Path: utzoo!mnetor!uunet!lll-winken!lll-tis!ames!umd5!brl-adm!cmcl2!phri!manhat!mancol!jh
From: jh@mancol.UUCP (John Hanley)
Newsgroups: comp.arch
Subject: Re: SPARC and multiprocessing (large read latencies)
Message-ID: <381@mancol.UUCP>
Date: 4 May 88 04:53:22 GMT
References: <1521@pt.cs.cmu.edu> <28200135@urbsdc> <4921@bloom-beacon.MIT.EDU> <51409@sun.uucp> <8029@pur-ee.UUCP>
Reply-To: jh@mancol.UUCP (John Hanley)
Organization: Manhattan College
Lines: 69

In article <8029@pur-ee.UUCP> hankd@pur-ee.UUCP (Hank Dietz) writes:
>...why hasn't anyone talked about the fact that processors like SPARC are not
>really designed for large-scale multiprocessing, e.g., they have no provision
>for "hiding" BIG, stochastic, memory reference delays across a log n stage
>interconnection network, etc.? I think it's pretty uninteresting to talk about
>multi-processor systems which are small enough that "snooping caches" work.... 
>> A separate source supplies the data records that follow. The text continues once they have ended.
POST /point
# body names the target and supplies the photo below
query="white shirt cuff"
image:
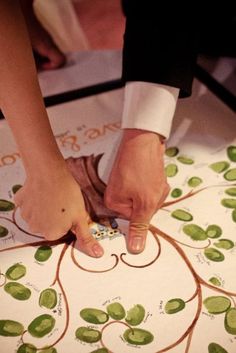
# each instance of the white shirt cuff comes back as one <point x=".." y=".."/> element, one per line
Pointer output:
<point x="149" y="106"/>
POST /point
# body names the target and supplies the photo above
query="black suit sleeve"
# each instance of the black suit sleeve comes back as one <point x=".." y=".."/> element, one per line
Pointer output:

My favorite method of keeping the CPU busy while a memory-read request is
traversing the network is the one used by the Denelcor HEP: context-switch
on a cache miss.  When a process requests that a disk block be read on a
time-sharing system, the scheduler tries to get useful work done during the
rotational latency by blocking the process and executing another one; when
a process requests a memory word on a HEP'ish system the CPU tries to get
useful work done during the network latency by executing another process.
This, of course, requires extremely light-weight processes so that time to
context-switch is comparable to time to execute any other instruction.
One way of doing this is to have a very memory-intensive architecture, with
almost no registers besides PC and PSW (and even the status word can be
dispensed with; c.f. recent comp.arch discussion).  Another method is to
sacrifice single-process speed for parellel speedup, by putting a multiplexor
in front of every single register, so that a context switch is effected by
simply changing the index register that addresses the MUX.  To prevent the
need for reloading the MMU's page-descriptors on every context-switch, it is
preferable for most switches to be between "threads" of the same program
(same virtual address space) rather than between processes running unrelated
programs.

Another tack is to have a conventional ("context switches are expensive")
processor that rarely waits on cache misses.  Writing to a memory location
is always fast because you don't have to wait around for it to finish.  Reads
cause problems.  Suppose you come to a code fragment that is about to do three
array references (low probability of being in the cache).  Rather than saying
LD A, <wait>, LD B, <wait>, LD C, <wait>, you could say PREFETCH A, PREFETCH B,
PREFETCH C, LD A, LD B, LD C.  If the time to execute the three non-blocking
prefetch instructions is comparable to the network latency, you win big, since
they execute during time that would have been spent idle anyway.  Code density
is shot to hell, and the compiler has to be _very_ smart about cache-hit
likelihoods (or else runtime profiling has to be done, which is tricky because
adding and removing where the PREFETCH instructions go is going to change the
pattern of what's in the cache when).

Something I haven't seen is the above PREFETCH instructions implemented in
hardware.  Call it an intelligent look-ahead cache, or an aux. CPU. 
Predictive memory requests are made not only on the instruction stream,
but also on the data stream, a few instructions ahead of time.  Is this
impractical because the aux. CPU has to be nearly as complicated as the CPU
itself, so you'd get better elapsed times from dual processors that spend a
lot of time waiting, rather than a single processor that hardly ever waits
on a cache miss?  (The aux. CPU could be on the same chip as the CPU -- do
any available processors do data prefetch as well as instruction prefetch?)
In some cases the address to prefetch simply can't be computed soon enough
(LD i, LD base_addr+4*i), but usually there's enough play in the data
dependencies that instructions can be rescheduled to allow predictions to be
made in time (LD i, do something else useful while simultaneously computing
base_addr+4*i, prefetch base_addr+4*i while doing some other useful things,
do the array reference (either by recalculating base_addr+4*i or by grabbing
the already computed result from the aux. CPU)). 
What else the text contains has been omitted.